The scoping comment period ends Nov. 18 and is only the first step in a lengthy, years-long process to determine the project’s environmental effects. Such a review is required before many local, state and federal permits can be approved. The county and state is conducting one review, while the army corps is doing a separate one.

Five public meetings held throughout the state drew thousands of people, and many businesses, groups, legislators and cities throughout the region have weighed in.

Environmental groups and others say they want to make sure that a full range of impacts are studied, from the time the coal is mined in the Rockies to its travels on trains to Washington to its ultimate burning for electricity in Asia.

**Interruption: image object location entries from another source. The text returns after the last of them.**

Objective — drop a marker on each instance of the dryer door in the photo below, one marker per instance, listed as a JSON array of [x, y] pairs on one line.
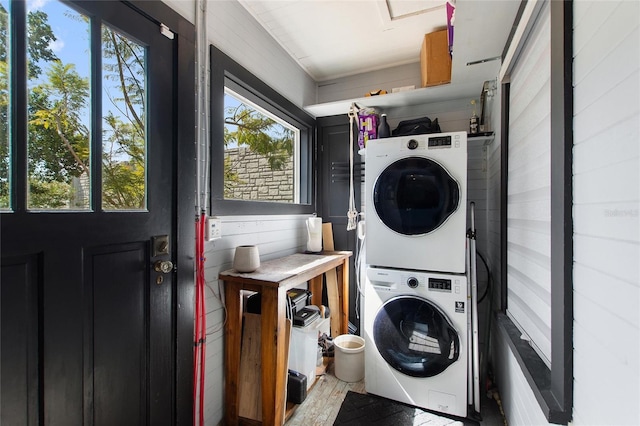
[[415, 337], [415, 196]]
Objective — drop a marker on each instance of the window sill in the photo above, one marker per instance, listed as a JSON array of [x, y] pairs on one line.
[[537, 373]]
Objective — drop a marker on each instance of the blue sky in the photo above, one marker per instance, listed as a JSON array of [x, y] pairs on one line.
[[72, 44]]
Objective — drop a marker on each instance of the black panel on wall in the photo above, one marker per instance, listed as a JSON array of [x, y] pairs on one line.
[[333, 137]]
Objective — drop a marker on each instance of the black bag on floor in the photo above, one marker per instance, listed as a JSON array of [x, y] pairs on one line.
[[417, 126]]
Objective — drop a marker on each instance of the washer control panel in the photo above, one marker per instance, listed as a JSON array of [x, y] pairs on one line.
[[440, 284], [413, 282]]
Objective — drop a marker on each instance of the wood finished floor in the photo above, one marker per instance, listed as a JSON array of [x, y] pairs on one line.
[[323, 401]]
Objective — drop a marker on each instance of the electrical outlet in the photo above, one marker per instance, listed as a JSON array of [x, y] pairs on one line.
[[214, 228]]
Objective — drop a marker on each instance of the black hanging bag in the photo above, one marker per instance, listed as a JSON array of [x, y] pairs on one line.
[[417, 126]]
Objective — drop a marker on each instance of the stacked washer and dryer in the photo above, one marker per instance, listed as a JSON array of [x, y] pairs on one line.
[[416, 306]]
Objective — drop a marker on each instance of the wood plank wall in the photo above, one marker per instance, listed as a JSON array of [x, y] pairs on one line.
[[606, 225], [606, 212]]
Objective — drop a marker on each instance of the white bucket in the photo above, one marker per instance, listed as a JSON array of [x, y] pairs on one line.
[[349, 357]]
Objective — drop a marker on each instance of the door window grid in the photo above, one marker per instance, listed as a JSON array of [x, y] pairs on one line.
[[124, 149], [57, 117], [5, 99]]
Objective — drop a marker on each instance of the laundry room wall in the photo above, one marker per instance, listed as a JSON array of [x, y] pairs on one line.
[[606, 238], [234, 31]]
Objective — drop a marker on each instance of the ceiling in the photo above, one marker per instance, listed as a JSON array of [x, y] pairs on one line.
[[337, 38]]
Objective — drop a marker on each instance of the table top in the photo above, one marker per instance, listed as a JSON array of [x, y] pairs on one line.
[[288, 271]]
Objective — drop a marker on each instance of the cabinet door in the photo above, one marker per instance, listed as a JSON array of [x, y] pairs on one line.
[[333, 134]]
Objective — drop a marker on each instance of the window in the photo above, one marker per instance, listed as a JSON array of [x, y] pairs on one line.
[[261, 144], [536, 200], [261, 161]]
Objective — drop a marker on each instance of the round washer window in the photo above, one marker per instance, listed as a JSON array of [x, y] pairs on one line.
[[415, 196], [415, 337]]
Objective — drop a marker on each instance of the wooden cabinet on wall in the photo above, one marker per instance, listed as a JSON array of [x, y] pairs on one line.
[[333, 137]]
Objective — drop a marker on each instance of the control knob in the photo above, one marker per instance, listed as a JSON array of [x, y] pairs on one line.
[[412, 282]]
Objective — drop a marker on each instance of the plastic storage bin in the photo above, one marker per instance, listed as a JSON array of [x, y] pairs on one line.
[[303, 349], [349, 357]]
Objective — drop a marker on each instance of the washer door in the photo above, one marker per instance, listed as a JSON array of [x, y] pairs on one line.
[[415, 337], [415, 196]]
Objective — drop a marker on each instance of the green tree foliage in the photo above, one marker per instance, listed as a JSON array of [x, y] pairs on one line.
[[123, 148], [59, 141], [40, 36], [245, 125]]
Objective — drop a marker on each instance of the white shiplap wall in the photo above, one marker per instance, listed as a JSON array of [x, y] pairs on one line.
[[529, 189], [606, 164], [606, 212]]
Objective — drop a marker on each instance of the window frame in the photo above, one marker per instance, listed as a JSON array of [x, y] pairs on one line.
[[552, 386], [224, 68]]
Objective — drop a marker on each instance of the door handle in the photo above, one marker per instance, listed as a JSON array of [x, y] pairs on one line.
[[164, 266]]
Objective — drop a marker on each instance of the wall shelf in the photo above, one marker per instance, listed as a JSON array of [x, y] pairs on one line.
[[444, 92], [485, 138]]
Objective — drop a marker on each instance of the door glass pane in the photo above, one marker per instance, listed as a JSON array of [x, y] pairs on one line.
[[5, 155], [415, 196], [58, 69], [124, 145], [260, 161], [415, 337]]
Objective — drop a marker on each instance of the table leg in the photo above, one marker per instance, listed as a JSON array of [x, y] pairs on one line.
[[233, 339], [274, 370], [315, 286]]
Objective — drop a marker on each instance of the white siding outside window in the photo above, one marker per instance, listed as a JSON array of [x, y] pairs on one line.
[[529, 190]]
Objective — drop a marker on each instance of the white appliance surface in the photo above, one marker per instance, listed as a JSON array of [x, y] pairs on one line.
[[417, 195], [438, 295]]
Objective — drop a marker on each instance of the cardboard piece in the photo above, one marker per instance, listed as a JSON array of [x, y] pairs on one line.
[[331, 278], [435, 60]]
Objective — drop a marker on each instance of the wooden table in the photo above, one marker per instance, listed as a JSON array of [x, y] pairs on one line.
[[272, 280]]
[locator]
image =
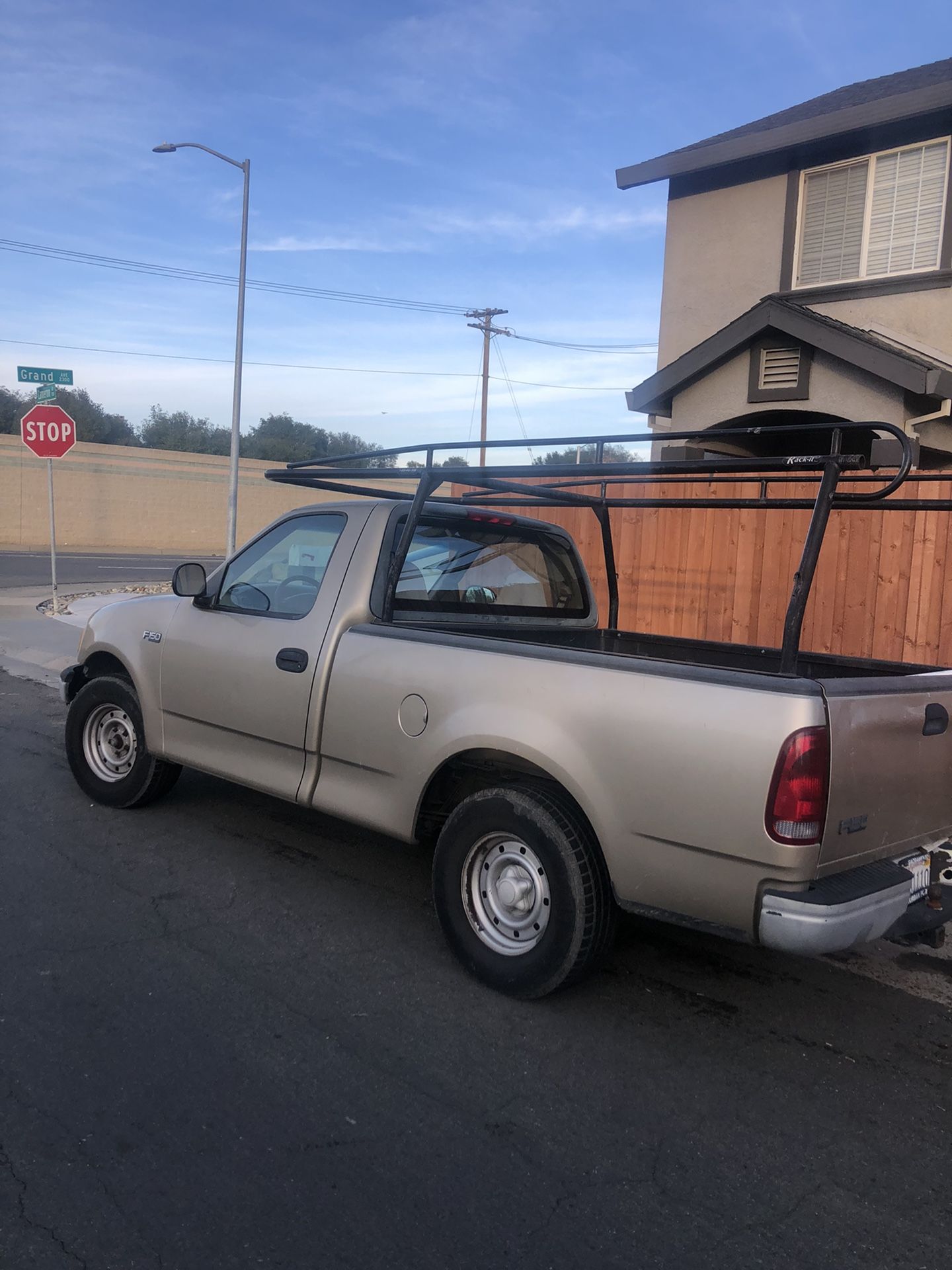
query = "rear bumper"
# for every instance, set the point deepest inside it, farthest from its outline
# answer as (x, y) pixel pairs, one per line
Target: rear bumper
(838, 912)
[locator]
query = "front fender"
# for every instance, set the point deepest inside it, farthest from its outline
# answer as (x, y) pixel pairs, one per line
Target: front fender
(127, 632)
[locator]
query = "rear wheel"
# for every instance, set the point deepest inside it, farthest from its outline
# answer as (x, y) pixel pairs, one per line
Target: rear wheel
(106, 746)
(521, 890)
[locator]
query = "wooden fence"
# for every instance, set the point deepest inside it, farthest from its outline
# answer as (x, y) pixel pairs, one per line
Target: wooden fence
(725, 574)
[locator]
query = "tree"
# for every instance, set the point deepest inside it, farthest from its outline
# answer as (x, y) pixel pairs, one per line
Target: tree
(284, 440)
(93, 422)
(183, 431)
(612, 455)
(13, 407)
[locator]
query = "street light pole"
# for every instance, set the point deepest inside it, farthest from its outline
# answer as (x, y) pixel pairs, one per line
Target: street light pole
(169, 148)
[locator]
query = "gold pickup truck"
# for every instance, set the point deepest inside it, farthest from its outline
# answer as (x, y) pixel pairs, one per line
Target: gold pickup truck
(433, 668)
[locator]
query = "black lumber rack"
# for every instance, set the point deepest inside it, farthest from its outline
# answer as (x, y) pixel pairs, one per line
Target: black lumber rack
(563, 486)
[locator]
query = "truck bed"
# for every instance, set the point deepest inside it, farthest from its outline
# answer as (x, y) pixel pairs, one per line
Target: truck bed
(688, 652)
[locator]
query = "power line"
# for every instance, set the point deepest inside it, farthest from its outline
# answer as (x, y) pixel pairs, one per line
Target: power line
(223, 280)
(512, 394)
(291, 288)
(625, 349)
(300, 366)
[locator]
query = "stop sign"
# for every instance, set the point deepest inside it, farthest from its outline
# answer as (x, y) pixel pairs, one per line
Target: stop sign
(48, 431)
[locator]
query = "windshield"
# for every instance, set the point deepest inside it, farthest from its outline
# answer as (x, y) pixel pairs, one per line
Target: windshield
(466, 567)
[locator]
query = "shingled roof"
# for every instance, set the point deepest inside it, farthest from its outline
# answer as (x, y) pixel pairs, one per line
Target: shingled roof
(867, 103)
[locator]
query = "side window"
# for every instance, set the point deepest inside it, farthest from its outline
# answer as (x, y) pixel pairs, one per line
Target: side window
(509, 570)
(281, 573)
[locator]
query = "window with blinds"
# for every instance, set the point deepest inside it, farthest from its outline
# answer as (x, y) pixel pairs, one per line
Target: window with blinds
(873, 216)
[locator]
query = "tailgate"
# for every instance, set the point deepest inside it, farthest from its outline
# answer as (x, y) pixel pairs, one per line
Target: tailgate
(890, 767)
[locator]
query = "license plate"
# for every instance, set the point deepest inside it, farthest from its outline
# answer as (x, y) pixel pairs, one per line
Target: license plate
(920, 869)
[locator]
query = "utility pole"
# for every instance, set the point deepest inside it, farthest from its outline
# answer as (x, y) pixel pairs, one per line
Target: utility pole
(484, 323)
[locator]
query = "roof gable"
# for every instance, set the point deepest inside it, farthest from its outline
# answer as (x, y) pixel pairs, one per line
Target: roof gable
(869, 103)
(910, 371)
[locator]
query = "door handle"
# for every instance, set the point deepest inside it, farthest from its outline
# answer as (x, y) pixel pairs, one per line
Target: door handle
(294, 659)
(936, 720)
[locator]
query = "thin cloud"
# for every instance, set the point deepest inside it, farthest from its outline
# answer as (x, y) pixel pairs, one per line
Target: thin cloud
(582, 222)
(426, 224)
(333, 243)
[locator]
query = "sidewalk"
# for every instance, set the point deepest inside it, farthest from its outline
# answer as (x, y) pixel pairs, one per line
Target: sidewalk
(34, 647)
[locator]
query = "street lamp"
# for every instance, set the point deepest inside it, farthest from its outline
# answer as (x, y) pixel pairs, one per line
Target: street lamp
(167, 149)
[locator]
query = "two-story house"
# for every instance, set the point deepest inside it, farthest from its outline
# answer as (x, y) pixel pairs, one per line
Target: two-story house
(808, 272)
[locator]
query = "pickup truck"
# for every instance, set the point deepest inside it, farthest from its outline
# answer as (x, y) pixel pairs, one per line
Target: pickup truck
(437, 672)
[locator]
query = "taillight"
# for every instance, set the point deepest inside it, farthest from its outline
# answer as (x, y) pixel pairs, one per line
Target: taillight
(489, 517)
(796, 807)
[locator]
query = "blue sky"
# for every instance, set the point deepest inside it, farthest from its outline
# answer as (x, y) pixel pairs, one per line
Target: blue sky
(447, 151)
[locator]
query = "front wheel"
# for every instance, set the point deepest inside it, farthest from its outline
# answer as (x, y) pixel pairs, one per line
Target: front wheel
(521, 890)
(106, 746)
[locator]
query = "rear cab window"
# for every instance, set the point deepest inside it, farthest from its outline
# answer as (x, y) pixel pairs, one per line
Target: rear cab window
(489, 566)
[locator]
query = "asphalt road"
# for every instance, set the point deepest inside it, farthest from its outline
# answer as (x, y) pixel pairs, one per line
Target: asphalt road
(32, 568)
(233, 1038)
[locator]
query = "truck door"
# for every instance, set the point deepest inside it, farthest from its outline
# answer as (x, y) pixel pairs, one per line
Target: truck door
(890, 767)
(237, 672)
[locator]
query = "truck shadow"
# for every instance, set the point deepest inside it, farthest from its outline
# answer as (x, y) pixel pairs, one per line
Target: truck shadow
(660, 973)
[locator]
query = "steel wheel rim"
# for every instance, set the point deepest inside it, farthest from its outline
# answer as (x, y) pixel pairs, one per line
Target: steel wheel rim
(506, 894)
(110, 743)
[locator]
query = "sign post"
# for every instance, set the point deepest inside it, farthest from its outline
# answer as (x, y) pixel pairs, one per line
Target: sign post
(42, 375)
(52, 534)
(50, 433)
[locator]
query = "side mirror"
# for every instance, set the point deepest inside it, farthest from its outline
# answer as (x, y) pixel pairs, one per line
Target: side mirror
(190, 579)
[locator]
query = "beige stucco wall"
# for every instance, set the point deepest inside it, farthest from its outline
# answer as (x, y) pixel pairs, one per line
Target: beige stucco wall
(723, 254)
(121, 498)
(834, 388)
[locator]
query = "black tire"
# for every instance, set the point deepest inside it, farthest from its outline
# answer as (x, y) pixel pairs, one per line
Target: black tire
(524, 824)
(139, 778)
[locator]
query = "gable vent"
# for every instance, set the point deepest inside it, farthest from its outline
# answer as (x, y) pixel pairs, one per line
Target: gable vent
(779, 368)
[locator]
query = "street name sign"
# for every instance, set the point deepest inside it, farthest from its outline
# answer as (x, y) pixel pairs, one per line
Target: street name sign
(42, 375)
(48, 431)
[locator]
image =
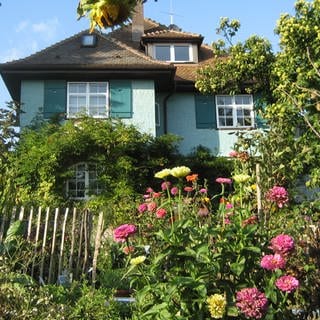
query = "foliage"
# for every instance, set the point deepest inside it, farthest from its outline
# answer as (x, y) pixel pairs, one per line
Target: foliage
(8, 139)
(243, 67)
(107, 13)
(186, 251)
(124, 158)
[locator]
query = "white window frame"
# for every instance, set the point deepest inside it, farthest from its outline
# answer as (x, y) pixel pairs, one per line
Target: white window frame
(87, 96)
(235, 107)
(80, 179)
(172, 47)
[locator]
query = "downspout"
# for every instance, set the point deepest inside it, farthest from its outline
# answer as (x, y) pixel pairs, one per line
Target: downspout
(165, 109)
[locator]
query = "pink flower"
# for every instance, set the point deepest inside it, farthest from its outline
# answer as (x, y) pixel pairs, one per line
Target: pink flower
(174, 191)
(287, 283)
(252, 303)
(224, 180)
(152, 206)
(282, 244)
(279, 195)
(203, 211)
(251, 220)
(229, 205)
(149, 190)
(161, 213)
(128, 249)
(233, 154)
(122, 233)
(142, 207)
(273, 262)
(188, 189)
(165, 185)
(157, 194)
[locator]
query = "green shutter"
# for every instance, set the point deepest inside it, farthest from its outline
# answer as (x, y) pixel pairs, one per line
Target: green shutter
(120, 99)
(55, 92)
(205, 112)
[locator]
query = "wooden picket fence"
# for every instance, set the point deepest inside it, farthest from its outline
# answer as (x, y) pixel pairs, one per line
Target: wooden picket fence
(65, 242)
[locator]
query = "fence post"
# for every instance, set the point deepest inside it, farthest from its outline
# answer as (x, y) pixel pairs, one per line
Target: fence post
(44, 244)
(62, 240)
(96, 248)
(53, 245)
(72, 238)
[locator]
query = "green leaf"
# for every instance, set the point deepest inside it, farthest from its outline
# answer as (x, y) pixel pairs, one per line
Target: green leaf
(15, 230)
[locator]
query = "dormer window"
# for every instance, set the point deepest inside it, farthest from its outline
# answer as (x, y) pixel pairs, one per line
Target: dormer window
(173, 52)
(89, 40)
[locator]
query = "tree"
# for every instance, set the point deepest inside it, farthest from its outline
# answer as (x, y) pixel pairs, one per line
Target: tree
(287, 81)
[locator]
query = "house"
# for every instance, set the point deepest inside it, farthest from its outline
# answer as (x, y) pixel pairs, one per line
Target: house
(143, 73)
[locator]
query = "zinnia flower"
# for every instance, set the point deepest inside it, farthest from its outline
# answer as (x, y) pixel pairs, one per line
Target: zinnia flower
(142, 207)
(279, 195)
(233, 154)
(282, 244)
(203, 211)
(161, 213)
(122, 233)
(224, 180)
(180, 172)
(252, 303)
(217, 305)
(152, 206)
(192, 177)
(128, 249)
(241, 178)
(137, 260)
(163, 173)
(273, 262)
(165, 185)
(174, 191)
(287, 283)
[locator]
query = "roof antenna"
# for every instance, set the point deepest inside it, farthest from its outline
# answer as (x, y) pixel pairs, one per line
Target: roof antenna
(171, 13)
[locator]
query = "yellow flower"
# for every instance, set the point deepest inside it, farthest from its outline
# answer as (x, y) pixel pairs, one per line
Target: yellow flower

“These proposals touch so many lives. You have trains going through community. Coal dust coming off the cars. And you have the problem of climate change that concerns a lot of people in Washington state,” said Kerry McHugh, a spokeswoman for the Washington Environmental Council.

The National Park Service, the governors of Oregon and Washington and others have asked regulators to look at the cumulative effects of proposed projects in Washington and Oregon and to consider the impacts beyond the two states.

Meanwhile, the U.S. Chamber of Commerce and other groups have asked for a narrower focus, saying there’s no precedent for such a far-reaching analysis of coal exports from the Northwest to other parts of the world.

Last July, Ecology said it would consider a sweeping look at the Gateway Pacific terminal coal-export dock proposed near Bellingham, including train traffic and the global-warming effects of burning the exported coal in Asia.